À peine refermé, ce livre hante les pensées.
On quitte Paul, le je qui raconte, presqu'à regret tant ses mots ont percuté et provoqué des remous.
Au-delà de l'histoire personnelle douloureuse, en quête continuelle, il y a l'histoire des hommes, de leur place indécise dans une société qui les nargue et les oublie.
Hommes et femmes travailleurs, logés dans un extérieur pavillonnaire répétitif…
Hommes et femmes repoussés dans un extérieur plus lointain, la Cité, où l'avenir, dès le début de leur vie, semble condamné à quelques exceptions près.
Classe moyenne, d'où s'échapper est difficile et si cela advient, crée un fossé qui risque de s'approfondir.
Le héros de l'histoire subit les conséquences de sa réussite et se retrouve en « lisière » de son milieu familial, de son ancien cercle de vie et surtout de lui-même.
Au bord de tout jusqu'à ne plus savoir où ni comment être.
Il y a des descriptions dures voire noires mais qui reflètent une réalité observée avec une lucidité impitoyable qui fait mal voire qui peut choquer certains.

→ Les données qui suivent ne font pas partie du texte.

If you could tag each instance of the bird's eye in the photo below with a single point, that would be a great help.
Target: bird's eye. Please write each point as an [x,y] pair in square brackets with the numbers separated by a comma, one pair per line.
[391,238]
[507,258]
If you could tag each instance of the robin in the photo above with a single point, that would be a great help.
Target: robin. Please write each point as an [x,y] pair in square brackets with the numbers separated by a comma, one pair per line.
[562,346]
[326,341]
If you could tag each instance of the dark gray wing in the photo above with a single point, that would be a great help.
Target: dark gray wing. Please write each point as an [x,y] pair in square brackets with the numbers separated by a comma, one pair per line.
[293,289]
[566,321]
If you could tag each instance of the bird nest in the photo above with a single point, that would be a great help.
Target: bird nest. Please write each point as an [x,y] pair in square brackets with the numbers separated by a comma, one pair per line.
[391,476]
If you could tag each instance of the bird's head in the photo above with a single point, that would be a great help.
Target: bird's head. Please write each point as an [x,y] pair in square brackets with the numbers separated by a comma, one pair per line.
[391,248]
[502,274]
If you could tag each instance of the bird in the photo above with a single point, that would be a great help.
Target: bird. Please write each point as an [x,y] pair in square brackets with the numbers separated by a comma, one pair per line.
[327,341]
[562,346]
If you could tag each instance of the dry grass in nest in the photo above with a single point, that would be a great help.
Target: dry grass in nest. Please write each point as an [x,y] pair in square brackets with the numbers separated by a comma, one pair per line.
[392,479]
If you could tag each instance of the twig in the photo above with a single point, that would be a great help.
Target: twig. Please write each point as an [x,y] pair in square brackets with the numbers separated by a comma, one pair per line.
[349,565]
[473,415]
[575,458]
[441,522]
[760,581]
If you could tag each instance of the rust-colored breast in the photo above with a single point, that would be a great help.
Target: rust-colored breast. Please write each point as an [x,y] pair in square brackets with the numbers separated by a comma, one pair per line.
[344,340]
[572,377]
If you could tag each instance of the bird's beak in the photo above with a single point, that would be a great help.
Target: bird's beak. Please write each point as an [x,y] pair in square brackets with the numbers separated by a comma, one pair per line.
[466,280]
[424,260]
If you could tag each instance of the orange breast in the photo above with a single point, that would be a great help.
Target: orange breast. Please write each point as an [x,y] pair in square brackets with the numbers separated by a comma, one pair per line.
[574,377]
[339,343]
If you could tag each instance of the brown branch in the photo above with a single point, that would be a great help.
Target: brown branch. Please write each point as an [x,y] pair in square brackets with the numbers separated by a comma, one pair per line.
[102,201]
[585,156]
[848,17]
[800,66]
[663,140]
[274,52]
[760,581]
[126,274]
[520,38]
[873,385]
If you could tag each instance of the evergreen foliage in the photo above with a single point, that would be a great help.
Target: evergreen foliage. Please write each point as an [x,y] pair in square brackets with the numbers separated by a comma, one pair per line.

Il y a aussi des interventions cruelles et réalistes sur le ressenti des livres qu'écrit Paul, incompréhension, trahison…
Il y a l'amour pour sa femme perdue, la jalousie, la violence.
Il y a l'amour pour ses enfants, bouées de sauvetage lorsque la Maladie tourne autour de lui et en lui.
Il y a parfois une cruauté (l'amie retrouvée), un égoïsme maladif qui le rend absent aux autres, la difficulté de communiquer, le silence familial, trop de non-dits…
Il y a un regard impitoyable sur
les journalistes, le milieu parisien côtoyé, la société endormie par la médiocrité (émissions, livres, consommation…).
Il y a des passages sur le racisme de bistrot, les lieux communs, les jugements hâtifs (sur les bobos par exemple), la politique, etc… qui montrent un fonctionnement de degré zéro de la pensée.
Puis il y a la magie de la nature, les ciels illuminés, la couleur de la mer en contraste de la grande ville et de la ville insipide, incolore, banale de l'enfance où déjà il se démarquait par ses attirances et ses goûts musicaux, de lecture, de cinéma.
Mais… « On n'est pas innocent quand on dérange la société » -
Balzac.
Il y aussi beaucoup d'alcool, de médicaments… et la séance avec un psy caricaturé?
Magistral!
Le livre ne laisse pas indifférent, des phrases happent, touchent, mordent, émeuvent, font sourire et surtout font réfléchir.
Le style coule simple et sans fioritures, le narrateur est installé face à nous et lance sa logorrhée qui atteint son but : dire les choses, montrer et démontrer la superficialité, la dangerosité et surtout la difficulté du vivre ensemble.